The Read Filtering tool requires four arguments, ‘-t’, ‘-u’, ‘-c’ and at least one of the three filtering criteria arguments ‘-C’, ‘-P’, or ‘-N’. This means that scraps files are required in addition to subreads files. The ‘-t’, ‘-u’, and ‘-c’ arguments have been explained previously in this implementation section. The ‘-C’ argument tells the Read Filtering tool to filter by minimum CLR length. The ‘-P’ argument tells the Read Filtering tool to filter by the number of complete passes of the DNA template. The ‘-N’ argument tells the Read Filtering tool to filter by normal scraps adapters. When using the ‘-C’ argument, the ‘-Z’ argument is also required, which sets the minimum CLR length for filtering.

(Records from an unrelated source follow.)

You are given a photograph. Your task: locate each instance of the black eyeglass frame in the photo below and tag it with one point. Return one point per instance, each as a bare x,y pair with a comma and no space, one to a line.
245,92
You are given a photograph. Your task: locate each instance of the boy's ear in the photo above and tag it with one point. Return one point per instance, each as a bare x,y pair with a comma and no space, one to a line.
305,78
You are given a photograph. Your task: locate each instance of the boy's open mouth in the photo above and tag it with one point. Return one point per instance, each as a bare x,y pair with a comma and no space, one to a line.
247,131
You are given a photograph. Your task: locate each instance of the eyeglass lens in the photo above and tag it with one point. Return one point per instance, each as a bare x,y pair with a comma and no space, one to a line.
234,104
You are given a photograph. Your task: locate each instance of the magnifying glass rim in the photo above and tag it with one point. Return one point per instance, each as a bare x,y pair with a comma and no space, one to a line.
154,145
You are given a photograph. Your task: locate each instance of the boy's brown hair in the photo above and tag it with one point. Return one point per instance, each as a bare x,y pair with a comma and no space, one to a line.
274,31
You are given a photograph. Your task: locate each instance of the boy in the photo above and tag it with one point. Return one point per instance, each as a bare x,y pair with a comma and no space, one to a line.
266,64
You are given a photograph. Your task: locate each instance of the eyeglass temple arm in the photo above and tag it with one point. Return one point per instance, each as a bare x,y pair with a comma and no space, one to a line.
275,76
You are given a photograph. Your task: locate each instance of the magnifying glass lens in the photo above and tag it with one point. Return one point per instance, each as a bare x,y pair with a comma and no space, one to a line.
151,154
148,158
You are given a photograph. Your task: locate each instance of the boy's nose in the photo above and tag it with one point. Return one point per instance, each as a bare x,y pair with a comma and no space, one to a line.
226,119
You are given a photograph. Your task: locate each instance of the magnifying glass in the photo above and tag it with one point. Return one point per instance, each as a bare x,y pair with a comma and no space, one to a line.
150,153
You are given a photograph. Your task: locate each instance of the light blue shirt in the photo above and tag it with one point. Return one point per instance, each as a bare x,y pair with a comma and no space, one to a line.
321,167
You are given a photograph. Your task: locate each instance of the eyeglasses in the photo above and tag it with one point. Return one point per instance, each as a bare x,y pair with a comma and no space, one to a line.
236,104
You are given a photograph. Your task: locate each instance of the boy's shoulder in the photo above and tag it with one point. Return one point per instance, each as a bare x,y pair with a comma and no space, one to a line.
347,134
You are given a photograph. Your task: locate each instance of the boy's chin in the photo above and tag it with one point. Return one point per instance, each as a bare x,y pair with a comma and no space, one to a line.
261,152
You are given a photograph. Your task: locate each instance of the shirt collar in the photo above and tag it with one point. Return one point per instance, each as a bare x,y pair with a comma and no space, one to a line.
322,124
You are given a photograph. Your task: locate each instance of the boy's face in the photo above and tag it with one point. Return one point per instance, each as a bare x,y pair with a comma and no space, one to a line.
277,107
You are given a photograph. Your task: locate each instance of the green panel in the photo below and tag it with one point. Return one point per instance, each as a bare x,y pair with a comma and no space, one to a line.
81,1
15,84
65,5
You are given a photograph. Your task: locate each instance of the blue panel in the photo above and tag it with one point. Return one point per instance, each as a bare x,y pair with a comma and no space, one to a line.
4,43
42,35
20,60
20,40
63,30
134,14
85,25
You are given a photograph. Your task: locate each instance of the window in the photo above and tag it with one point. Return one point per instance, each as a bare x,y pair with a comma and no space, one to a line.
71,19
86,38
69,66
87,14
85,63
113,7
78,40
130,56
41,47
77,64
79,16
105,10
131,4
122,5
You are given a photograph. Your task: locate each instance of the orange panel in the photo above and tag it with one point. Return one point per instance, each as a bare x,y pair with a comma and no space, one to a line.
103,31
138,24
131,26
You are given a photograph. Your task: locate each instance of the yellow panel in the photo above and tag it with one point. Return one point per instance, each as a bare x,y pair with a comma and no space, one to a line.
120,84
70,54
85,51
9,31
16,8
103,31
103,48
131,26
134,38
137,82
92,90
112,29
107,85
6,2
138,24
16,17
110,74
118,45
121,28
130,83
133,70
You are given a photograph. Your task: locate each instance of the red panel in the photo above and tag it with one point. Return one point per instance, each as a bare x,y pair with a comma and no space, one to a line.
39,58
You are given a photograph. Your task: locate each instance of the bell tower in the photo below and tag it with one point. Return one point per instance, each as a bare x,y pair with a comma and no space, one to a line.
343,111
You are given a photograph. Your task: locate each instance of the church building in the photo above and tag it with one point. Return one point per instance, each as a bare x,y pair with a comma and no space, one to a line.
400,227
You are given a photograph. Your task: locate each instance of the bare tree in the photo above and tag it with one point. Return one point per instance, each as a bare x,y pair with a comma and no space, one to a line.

Keep in mind when running the CLR length filter the calculated CLR length will include all subreads and scraps data provided including scraps reads with fewer than one complete pass of the DNA molecule by the polymerase and scraps that do not pass the normal adapter scraps filter. This remains true when all three filters are run simultaneously. If the user wishes for CLR length to be calculated for the purpose of applying a minimum length threshold to include scraps reads, but to exclude these less desirable scraps reads, they must run the filters for number of complete passes of the DNA molecule and normal adapter scraps reads first and then run the filter for minimum CLR length using BAM files generated by the Read Filtering tool in the first run.

Here is an example of running the Read Filtering tool of SequelTools, in its simplest construction, using all three possible filtering criteria and using 1000 base pairs as the minimum CLR length:

bash SequelTools.sh -t F -u smallSubs.txt -c smallScraps.txt -C -P -N -Z 1000

As with SequelTools’ other tools, the ‘-n’ argument can be used to set the number of threads Samtools uses when converting between BAM and SAM format. Also, as with the Read Subsampling tool the ‘-f’ argument can be used to set the output format as BAM, SAM, or both.

3 Results/Discussion

3.1 The Quality Control Tool

It is of great importance that a determination of the quality of sequence data be made before said sequence is used for any downstream analysis. Programs like fastQC (Andrews et al., 2012) are widely used for short reads, but do not provide all the necessary metrics necessary for quality control of long read sequences like those created by the PacBio Sequel system. While a quality control tool for Oxford Nanopore Technologies’ MinION seqence is available (Lanfear et al., 2019), there is no such tool available for the newest sequencing technology from PacBio, PacBio Sequel. Due to improvements in data formats and the technology itself, previous base quality programs for PacBio RSII (Desvillechabrol et al., 2018; mhsieh, 2019) data are no longer valid for assessing the quality of PacBio Sequel data. Currently, the only program that provides quality assessment for PacBio Sequel raw sequence data is the instrumentation software itself, SMRT Link, a linux-only, computationally intensive webtool where the user must upload their data files one at a time. Furthermore, SMRT Link can only be installed by root users, requiring the installation of 23 external programs to run, and generates non-downloadable plots after setting up a web server (Biosciences, 2019c). In fact, the difficulty of using SMRT Link for high-throughput data was the motivation for writing SequelTools. Even for users who have the specialized skills required to install and run SMRT Link, running the QC tool via SequelTools would be much faster and simpler, free, platform independent, and would produce publication-quality plots.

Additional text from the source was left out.